I work in materials science, which there is a tag for, but I work in a super narrow slice of materials (it’s a broad field) and I imagine many others are the same. Even on a list of about 10 journals I keep RSS feeds for, I have a hit rate (of a paper I will read) if no better than 10%. And these are journals that I have already selected as “my flavor” of materials.
Specific tags are bad in that they could harm discoverability. It would be neat if the tags could be hierarchical. E.g. a tag for quantum mechanics shows up in materials science and physics so that the discoverability is there from the general tags, but the narrow slices are available as a filter.
One useful feature might be for the index to show one-sentence blurbs about each paper (in addition to the title of the paper itself). Unless I'm reading papers very specific to my subfield, I need some context to know what I'm looking at & why it's important. Otherwise I fear that only articles with the most accessible titles (or disciplines whose titles tend to be most accessible) will be clicked, read & upvoted.
I would hope that the nature of the type of people who read scientific papers is to avoid sensationalizing too much (like popular science journalism does).
I'd been remembering how Marginal Revolution, which despite having a fairly educated/technical audience, still often writes its own link text when linking to papers: e.g. item #1 here https://marginalrevolution.com/marginalrevolution/2018/08/sa...
But obviously that would have a big impact on UX for submitters and readers which I haven't thought through in detail!
Can't connect to local MySQL server through socket '/var/run/mysqld/mysqld.sock' (2)
I strongly recommend that you implement and design a semantic, controlled vocabulary for the subjects in order to keep it from being and hoc. It would be pseudo-hierarchical, but not strictly so. For instance, Physics would include Classical and Modern and both of those would break down into things such as biophysics and quantum chemistry. The question is begged, "But if we put biophysics in the Physics category, it would not be in Biology unless biology were also to be included within Physics." To this, there are two follow-up statements. The first of which is that you could include Biology in Physics. The second of which is the more relevant point in that the beauty of semantic organization of information is that things can belong to multiple groups. Biophysics could be under biology and physics. One doesn't have to choose.

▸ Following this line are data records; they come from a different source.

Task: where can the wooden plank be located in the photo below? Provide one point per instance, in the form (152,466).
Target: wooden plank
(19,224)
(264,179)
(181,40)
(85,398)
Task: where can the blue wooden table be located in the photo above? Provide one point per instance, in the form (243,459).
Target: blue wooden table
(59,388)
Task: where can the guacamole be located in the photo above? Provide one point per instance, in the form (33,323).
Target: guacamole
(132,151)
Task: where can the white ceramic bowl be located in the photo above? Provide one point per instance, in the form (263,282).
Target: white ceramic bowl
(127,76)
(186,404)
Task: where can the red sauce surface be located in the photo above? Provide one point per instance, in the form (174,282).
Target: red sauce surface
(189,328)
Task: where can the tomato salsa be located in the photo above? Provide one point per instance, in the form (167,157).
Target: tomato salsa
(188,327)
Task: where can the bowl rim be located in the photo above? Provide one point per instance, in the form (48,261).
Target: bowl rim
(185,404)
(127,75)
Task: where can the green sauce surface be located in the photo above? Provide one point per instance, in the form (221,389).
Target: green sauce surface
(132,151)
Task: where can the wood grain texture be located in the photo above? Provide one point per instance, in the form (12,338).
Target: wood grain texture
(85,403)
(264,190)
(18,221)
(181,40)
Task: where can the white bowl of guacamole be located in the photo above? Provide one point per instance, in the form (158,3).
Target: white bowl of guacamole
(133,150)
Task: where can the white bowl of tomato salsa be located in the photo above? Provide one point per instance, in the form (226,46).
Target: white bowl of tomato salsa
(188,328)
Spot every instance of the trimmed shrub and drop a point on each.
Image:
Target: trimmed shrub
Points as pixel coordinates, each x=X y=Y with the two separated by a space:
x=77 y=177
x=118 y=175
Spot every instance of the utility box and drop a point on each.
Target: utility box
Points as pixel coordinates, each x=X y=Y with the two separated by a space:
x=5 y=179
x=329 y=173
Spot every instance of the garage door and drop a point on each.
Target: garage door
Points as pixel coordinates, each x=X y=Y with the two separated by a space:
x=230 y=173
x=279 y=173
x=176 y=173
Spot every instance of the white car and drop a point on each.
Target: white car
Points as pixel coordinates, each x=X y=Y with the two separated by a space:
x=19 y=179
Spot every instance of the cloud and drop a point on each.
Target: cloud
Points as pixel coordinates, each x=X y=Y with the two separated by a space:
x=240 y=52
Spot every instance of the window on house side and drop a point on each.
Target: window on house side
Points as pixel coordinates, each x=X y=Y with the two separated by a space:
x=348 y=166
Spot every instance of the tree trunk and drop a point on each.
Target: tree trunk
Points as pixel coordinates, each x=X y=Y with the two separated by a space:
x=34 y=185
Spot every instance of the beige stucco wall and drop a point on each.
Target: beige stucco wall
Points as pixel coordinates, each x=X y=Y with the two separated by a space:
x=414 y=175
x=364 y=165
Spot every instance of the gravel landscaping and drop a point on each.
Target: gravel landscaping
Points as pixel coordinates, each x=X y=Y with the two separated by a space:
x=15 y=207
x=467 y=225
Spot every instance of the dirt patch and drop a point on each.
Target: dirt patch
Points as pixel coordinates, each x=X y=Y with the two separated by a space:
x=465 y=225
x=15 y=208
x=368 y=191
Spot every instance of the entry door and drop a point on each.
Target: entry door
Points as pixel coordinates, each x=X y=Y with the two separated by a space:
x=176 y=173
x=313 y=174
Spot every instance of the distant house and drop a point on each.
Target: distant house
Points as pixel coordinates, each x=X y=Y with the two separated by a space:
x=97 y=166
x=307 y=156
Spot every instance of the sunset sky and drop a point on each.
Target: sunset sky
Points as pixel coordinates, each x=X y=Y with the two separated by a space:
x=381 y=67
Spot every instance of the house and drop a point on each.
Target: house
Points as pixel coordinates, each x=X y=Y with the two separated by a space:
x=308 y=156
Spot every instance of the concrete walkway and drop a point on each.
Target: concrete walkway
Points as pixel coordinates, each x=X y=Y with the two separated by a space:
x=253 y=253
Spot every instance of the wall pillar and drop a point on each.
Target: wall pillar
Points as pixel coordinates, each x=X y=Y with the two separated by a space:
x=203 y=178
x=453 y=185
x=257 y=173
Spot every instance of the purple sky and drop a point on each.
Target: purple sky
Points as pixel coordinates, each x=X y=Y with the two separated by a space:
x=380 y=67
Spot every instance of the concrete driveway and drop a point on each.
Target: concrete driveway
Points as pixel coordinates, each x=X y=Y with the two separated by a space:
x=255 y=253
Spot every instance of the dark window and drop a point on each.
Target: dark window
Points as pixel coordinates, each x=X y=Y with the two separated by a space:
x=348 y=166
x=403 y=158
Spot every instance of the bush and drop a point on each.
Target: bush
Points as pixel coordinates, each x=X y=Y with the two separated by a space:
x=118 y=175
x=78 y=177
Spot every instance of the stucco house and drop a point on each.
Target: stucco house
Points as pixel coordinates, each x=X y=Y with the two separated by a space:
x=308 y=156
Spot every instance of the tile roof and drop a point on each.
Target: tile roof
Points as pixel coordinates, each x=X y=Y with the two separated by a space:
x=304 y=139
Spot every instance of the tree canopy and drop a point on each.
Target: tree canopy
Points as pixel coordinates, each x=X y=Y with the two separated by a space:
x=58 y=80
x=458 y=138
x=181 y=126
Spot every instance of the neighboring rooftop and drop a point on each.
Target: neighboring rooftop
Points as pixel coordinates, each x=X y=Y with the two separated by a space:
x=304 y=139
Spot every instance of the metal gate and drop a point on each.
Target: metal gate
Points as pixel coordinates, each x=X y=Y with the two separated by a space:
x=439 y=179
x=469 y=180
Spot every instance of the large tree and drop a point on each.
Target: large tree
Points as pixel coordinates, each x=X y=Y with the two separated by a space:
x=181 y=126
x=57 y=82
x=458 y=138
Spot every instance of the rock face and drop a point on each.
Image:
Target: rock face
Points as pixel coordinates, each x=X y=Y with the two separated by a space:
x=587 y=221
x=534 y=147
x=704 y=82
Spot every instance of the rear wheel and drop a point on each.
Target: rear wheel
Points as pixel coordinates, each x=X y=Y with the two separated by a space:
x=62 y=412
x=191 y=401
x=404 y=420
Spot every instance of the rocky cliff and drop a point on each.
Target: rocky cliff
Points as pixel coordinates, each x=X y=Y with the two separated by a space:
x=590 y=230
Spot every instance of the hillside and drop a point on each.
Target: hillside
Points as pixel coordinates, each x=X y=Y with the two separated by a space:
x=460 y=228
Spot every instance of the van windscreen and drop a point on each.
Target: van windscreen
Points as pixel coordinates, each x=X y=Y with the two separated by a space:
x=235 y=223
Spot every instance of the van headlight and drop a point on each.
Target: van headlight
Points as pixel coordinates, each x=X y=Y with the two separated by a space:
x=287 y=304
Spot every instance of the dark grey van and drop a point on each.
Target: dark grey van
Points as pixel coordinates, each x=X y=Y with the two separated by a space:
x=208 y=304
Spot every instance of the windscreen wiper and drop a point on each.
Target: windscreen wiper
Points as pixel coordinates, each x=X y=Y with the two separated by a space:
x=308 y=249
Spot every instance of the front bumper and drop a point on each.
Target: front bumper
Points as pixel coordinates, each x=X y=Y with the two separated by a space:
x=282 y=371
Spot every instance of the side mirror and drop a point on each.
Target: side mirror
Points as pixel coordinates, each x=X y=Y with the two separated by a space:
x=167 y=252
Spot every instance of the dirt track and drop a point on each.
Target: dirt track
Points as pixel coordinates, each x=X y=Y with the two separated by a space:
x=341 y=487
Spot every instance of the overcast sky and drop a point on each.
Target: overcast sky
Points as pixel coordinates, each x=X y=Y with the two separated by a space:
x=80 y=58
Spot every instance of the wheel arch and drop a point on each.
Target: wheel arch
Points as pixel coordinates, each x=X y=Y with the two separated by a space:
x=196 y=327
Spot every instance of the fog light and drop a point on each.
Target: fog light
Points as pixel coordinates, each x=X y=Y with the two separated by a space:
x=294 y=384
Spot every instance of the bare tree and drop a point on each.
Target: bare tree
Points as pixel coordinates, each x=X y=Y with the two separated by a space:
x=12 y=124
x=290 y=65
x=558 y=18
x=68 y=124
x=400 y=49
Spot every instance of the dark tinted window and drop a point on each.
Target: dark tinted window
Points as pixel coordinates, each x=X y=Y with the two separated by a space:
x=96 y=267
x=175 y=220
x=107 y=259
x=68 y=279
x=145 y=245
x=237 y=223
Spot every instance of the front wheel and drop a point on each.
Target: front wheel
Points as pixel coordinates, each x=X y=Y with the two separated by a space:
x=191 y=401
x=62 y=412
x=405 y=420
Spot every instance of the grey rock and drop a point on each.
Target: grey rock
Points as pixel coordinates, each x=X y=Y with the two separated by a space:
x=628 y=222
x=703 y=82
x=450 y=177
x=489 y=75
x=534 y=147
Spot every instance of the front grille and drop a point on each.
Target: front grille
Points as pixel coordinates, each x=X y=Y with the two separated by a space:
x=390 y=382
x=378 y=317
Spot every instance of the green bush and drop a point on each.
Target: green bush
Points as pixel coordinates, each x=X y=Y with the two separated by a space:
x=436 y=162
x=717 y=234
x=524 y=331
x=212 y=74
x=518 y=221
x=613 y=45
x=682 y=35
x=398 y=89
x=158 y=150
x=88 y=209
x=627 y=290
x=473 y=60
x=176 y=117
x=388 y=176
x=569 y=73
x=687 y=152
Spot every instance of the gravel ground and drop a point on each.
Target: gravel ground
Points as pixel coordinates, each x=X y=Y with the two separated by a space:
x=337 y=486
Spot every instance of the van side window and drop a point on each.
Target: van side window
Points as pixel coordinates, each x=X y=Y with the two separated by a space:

This brings us to modifiers? For each of these, you could have, for instance, a "Quantitative", "Analytical", "Numerical", etc. variant of the discipline. Should you have tags for "Quantitative Physics", "Quantitative Biophysics", and "Quantitative Biology"? I argue, No. Instead, take advantage of semantic structuring of information and simply attach the "Quantitative" descriptor to articles having to use quantitative methods or categorizing themselves as the "Quantitative" variant of the discipline. The end result of this is that you can "build up" to disciplines that we know by using tags, but you aren't limiting yourself nor are you generating duplicate or excessive tags in the long run.
A final question, Is the above overkill? I argue, No. If you are trying to be a hub to discuss any and all academic publications, then your site will eventually expand beyond its initial STEM focus to include the humanities, the arts, and so forth. You will be confronted with the task of trying to essentially categorize all knowledge. I argue that you should just plan for that from day one and take advantage of semantic structuring of information to not only allow discoverability of disciplines we know exist, but to eventually generate insights into combinations of disciplines of which we as a society have not yet conceived.